I did take the dresses, but neither she nor I ended up wearing any of them.  I was desperately trying to look like my classmates who didn’t wear $500 dresses of satin with shell pearls and delicate embroidery, even to dances.  The popular kids wore felt skirts with poodle dog appliqués, angora sweaters and bobby socks with saddle oxfords.

During junior high, I barely saw either Clifford or Eloise and only in passing.  I was frightened that I should be associated with anyone who showed flaws; and the more self-conscious I was, the more judgmental I became.   My scarcity of contact reflected my rejection, which she must have felt.   But Eloise never failed to remember my birthday or Christmas.  We would hear a knock on the side door, and she would hand over an envelope. Her hand was trembling, and her voice was quivering.  She never came in, but excused my mother’s invitation, saying,  “I have to get back home, but just wanted her to have this.”

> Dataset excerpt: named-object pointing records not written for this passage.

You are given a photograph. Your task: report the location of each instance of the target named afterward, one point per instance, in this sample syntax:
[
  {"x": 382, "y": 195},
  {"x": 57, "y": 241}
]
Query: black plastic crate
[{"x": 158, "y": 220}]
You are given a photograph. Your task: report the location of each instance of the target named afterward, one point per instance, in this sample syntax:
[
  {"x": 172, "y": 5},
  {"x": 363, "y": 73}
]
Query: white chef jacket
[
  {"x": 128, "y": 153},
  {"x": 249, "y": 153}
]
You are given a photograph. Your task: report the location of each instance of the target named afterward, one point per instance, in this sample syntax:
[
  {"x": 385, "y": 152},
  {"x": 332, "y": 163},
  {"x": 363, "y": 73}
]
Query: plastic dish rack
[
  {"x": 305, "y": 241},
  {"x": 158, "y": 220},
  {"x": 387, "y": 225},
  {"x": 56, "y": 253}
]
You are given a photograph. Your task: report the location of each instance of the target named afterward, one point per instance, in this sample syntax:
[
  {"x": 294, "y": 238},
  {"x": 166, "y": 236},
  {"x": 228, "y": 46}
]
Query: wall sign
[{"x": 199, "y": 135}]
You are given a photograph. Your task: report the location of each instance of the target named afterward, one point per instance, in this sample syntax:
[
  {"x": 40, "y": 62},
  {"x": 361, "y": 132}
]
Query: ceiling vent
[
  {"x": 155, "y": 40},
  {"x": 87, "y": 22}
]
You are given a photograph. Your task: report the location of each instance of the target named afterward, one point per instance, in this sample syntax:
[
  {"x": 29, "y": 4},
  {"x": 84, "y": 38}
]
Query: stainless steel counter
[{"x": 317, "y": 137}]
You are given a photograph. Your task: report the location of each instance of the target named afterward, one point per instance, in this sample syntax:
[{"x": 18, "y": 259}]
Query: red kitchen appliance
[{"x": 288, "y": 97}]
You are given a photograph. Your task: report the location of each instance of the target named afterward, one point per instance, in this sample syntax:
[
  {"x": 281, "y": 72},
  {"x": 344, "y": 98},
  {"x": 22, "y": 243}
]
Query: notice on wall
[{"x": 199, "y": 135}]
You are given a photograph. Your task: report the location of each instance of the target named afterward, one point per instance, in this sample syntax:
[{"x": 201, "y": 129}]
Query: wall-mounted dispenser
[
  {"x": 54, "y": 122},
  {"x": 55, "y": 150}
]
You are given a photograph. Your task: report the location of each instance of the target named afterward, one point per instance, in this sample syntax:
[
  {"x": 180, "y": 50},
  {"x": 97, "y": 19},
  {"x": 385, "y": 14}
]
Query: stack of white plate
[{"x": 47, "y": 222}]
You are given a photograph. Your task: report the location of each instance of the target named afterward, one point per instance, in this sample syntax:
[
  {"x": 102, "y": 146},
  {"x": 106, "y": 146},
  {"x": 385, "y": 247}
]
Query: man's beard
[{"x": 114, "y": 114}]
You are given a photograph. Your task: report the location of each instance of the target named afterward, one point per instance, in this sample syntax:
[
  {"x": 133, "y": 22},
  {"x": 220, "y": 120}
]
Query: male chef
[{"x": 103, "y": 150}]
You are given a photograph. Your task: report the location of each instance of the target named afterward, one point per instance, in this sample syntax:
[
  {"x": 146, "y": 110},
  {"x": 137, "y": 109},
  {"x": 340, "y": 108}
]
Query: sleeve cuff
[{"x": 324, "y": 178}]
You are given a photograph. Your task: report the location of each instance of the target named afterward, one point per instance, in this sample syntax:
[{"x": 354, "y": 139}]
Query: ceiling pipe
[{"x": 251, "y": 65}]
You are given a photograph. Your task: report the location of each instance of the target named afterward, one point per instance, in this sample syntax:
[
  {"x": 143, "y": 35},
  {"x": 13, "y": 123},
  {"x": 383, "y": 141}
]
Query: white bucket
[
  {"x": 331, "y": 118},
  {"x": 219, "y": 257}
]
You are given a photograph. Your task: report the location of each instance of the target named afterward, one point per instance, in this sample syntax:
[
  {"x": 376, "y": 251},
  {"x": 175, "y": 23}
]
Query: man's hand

Over the years, I had seen how she gave substantial money to individuals in need and to charities; but to her friends, she labored writing each person a poem and included it along with cash.  These poems had to be pureed through the screen of her compulsions, most likely include rhyme, and satisfy her litany of private standards. In the end, they had been reduced to the status of Hallmark card generalities in her shaky handwriting, and her writing efforts were questioned and ridiculed by the recipients, but the money was quickly spent.

Now looking back at this part of my childhood, I still can still feel her warmth and realize I never minded her craziness.

Love comes in many imperfect packages.